Monday, 18 August 2014

Strelkov and Berezin: modern Don Quixotes? Fantasy in East Ukraine

We had fed the heart on fantasies,
The heart's grown brutal from the fare...

(W.B. Yeats: Meditations in Time of Civil War)

For all their professed contempt for the West, Strelkov and Co. seem to get a lot of their ideas from Hollywood. Strelkov’s conspiracy theory about the MH17 being full of corpses was straight from the TV series Lost. Now Strelkov’s deputy, Fyodor Berezin, has been taking his Matrix DVDs a bit too seriously, judging by a bizarre interview in Novaya Gazeta. He claims we are all just computer programmes and Strelkov may never have even existed.

There is a strange overlap between the war in eastern Ukraine and fantasy literature.
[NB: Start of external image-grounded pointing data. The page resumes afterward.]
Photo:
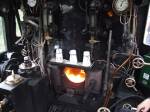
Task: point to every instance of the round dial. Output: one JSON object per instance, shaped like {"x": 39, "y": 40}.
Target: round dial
{"x": 121, "y": 5}
{"x": 31, "y": 3}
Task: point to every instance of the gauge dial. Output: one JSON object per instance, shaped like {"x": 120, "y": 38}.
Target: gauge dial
{"x": 121, "y": 6}
{"x": 31, "y": 3}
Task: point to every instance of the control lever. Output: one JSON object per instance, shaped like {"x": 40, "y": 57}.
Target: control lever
{"x": 89, "y": 89}
{"x": 138, "y": 63}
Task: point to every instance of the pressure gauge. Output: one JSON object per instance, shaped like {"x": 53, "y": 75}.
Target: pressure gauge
{"x": 31, "y": 3}
{"x": 121, "y": 6}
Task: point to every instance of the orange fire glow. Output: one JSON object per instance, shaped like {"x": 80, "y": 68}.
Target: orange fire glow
{"x": 75, "y": 75}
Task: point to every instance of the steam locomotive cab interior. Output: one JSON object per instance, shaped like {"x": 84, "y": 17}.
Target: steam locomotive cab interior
{"x": 74, "y": 55}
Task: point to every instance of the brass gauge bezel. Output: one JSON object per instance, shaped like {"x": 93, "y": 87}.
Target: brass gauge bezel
{"x": 119, "y": 12}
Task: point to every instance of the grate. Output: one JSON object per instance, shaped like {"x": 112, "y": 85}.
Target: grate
{"x": 62, "y": 108}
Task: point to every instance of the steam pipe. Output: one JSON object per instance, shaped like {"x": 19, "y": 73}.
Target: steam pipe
{"x": 108, "y": 64}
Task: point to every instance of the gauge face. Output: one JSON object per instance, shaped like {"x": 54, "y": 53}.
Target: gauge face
{"x": 31, "y": 3}
{"x": 121, "y": 5}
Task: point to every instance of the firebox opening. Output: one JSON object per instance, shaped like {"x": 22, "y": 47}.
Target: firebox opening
{"x": 75, "y": 75}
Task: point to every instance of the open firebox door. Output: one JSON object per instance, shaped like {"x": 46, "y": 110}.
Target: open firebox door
{"x": 75, "y": 75}
{"x": 73, "y": 55}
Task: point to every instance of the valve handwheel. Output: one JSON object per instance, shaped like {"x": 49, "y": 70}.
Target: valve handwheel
{"x": 138, "y": 63}
{"x": 103, "y": 109}
{"x": 130, "y": 82}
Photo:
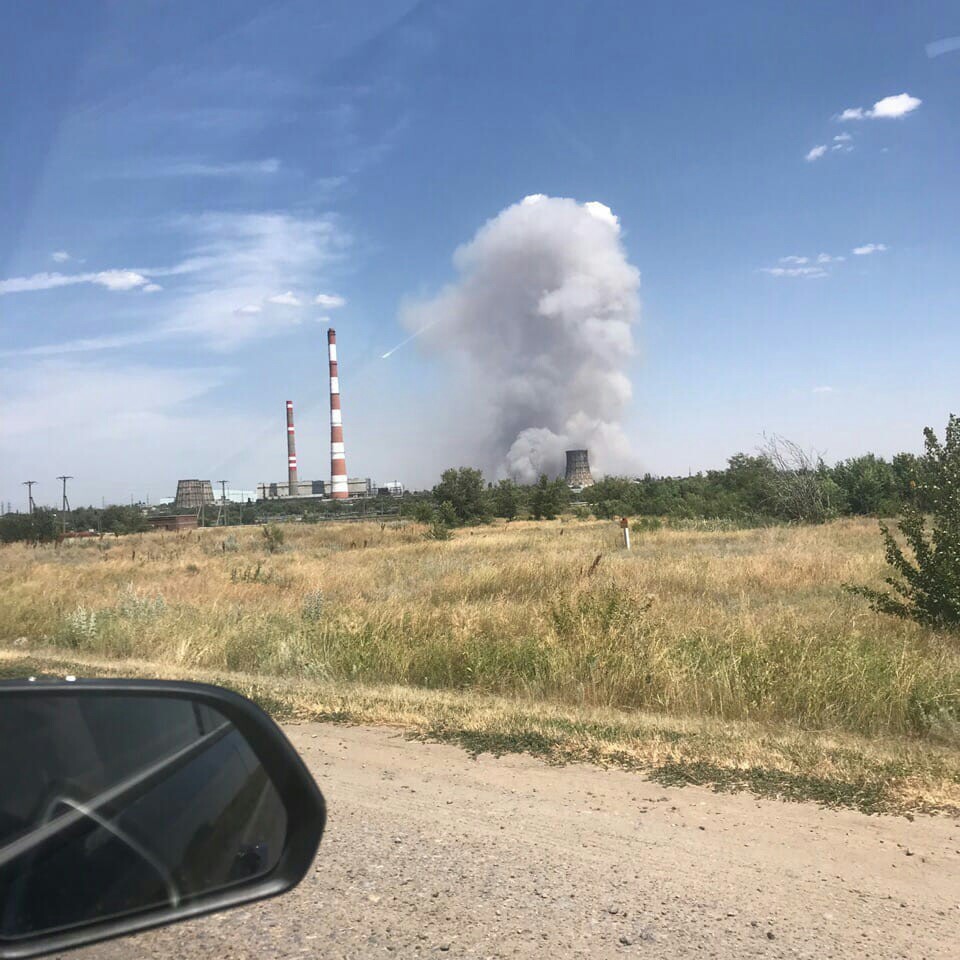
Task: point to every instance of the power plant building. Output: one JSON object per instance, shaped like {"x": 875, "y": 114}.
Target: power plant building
{"x": 578, "y": 473}
{"x": 193, "y": 494}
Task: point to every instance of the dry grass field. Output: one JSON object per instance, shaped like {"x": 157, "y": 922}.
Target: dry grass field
{"x": 730, "y": 657}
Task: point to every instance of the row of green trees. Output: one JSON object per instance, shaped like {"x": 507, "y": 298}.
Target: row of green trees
{"x": 779, "y": 484}
{"x": 45, "y": 524}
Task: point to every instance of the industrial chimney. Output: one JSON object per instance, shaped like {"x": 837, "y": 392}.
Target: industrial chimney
{"x": 578, "y": 469}
{"x": 291, "y": 453}
{"x": 338, "y": 463}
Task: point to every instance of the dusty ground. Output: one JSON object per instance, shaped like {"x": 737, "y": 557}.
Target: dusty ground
{"x": 430, "y": 852}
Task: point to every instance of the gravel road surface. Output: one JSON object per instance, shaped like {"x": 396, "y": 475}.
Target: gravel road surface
{"x": 429, "y": 853}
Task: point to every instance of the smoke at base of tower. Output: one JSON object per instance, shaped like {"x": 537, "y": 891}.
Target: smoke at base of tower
{"x": 542, "y": 316}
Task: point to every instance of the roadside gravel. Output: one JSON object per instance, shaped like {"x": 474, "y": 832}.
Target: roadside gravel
{"x": 430, "y": 853}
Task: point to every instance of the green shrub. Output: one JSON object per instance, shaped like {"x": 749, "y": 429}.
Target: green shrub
{"x": 927, "y": 586}
{"x": 312, "y": 608}
{"x": 272, "y": 537}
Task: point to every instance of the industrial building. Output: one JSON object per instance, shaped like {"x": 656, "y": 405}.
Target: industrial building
{"x": 193, "y": 494}
{"x": 173, "y": 521}
{"x": 578, "y": 473}
{"x": 299, "y": 488}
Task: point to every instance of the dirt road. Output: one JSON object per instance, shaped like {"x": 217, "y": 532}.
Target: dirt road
{"x": 431, "y": 853}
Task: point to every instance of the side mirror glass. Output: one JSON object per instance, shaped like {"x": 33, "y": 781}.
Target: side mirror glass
{"x": 125, "y": 805}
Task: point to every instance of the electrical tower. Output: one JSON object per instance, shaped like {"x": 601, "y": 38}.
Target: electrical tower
{"x": 65, "y": 509}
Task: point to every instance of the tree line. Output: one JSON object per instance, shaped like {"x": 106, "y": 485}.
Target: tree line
{"x": 779, "y": 484}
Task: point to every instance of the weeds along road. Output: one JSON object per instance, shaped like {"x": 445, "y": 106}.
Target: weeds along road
{"x": 431, "y": 853}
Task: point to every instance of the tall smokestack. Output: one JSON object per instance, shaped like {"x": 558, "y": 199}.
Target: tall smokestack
{"x": 338, "y": 463}
{"x": 291, "y": 453}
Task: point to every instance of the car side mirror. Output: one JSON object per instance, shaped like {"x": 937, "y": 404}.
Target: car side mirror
{"x": 129, "y": 804}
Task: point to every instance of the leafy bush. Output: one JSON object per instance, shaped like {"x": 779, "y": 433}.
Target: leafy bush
{"x": 462, "y": 489}
{"x": 312, "y": 608}
{"x": 423, "y": 512}
{"x": 135, "y": 606}
{"x": 81, "y": 627}
{"x": 927, "y": 586}
{"x": 272, "y": 537}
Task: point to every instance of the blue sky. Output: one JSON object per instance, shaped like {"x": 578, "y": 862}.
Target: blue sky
{"x": 182, "y": 181}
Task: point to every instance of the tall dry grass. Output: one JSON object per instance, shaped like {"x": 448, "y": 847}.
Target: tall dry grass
{"x": 739, "y": 625}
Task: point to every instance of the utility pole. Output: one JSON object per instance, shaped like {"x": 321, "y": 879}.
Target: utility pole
{"x": 222, "y": 515}
{"x": 66, "y": 503}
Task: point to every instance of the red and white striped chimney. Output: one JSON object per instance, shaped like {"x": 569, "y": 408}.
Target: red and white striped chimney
{"x": 291, "y": 453}
{"x": 338, "y": 463}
Before he became a rebel bigwig, Berezin was a hack writer, who published dozens of pulp novels. Back in 2009, Arsen Avakov, now the Ukrainian interior minister, chaired the ''Star Bridge'' International Science Fiction Festival in Kharkiv. He noticed that a lot of the new Russian fiction in the military fantasy genre was about future conflict in Ukraine, including Berezin's Ukrainian Front, which imagines a confrontation between Russia and NATO in the Donetsk and Luhansk area. Other examples included Battlefield: Ukraine by Giorgi Savitsky and Russian-Ukrainian Wars by Alexander Sever. This led Avakov to ask: did the Russians want a war?

Last December, Strelkov himself published a children's fantasy novel, which could easily be seen as an allegory of the coming showdown between true Russian patriots and their treacherous Slav brethren, i.e. the Ukrainians. The title translates literally as The Detective of Castle Heldiborn (or maybe The Detective Story of Castle Heldiborn). It tells the tale of the inhabitants of Castle Heldiborn and their incessant wars with just about everybody else. Strelkov writes:

The masters of the castle – the knights of Heldiborn – were then, as now, terribly warlike. And this is no surprise. In those days there was not a trace of any fascinating sciences or arts. Ships did not cross the sea… What was left for the noble people to do? If foreign wars arose, they would journey to the border with the army of the Imperator; if there were none, they would fight their neighbours – knights like them. Or they would start all kinds of rebellions. It goes without saying that we, the keepers of the castle, the Ist-Limesy, helped our masters in everything they did and followed their example.

The Ist-Limesy are fantastic creatures based on the domovoi, a household spirit in Russian folklore (traditionally more famous for mischief-making than patriotic violence). The deadly enemies of the Ist-Limesy are their fellow domovie, the Piff-Paffs - nasty, treacherous creatures who help the knights of the evil Castle Buffenzig. Renata Lis sees a clear analogy between the Piff-Paffs and the Ukrainians. Castle Heldiborn is the sacred land which must be defended: Rus', Russia or the Soviet Union.

I predict that one day some Russian satirist - a Pelevin or a Sorokin - will produce an updated, blackly comic version of Don Quixote based on the current events in Ukraine. The hero, the Knight of the Sad Countenance Igor Strelkov, and his loyal Sancho Panza Fyodor Berezin will have their heads crammed full of cheap sci-fi and jingoistic Russian military history. Only this time, they won't be tilting at windmills, but shooting down civilian airliners. And this time it will be for real.

(Much of the information in this post came from Renata Lis in Rzeczpospolita and Oleg Khlebnikov  in Novaya Gazeta).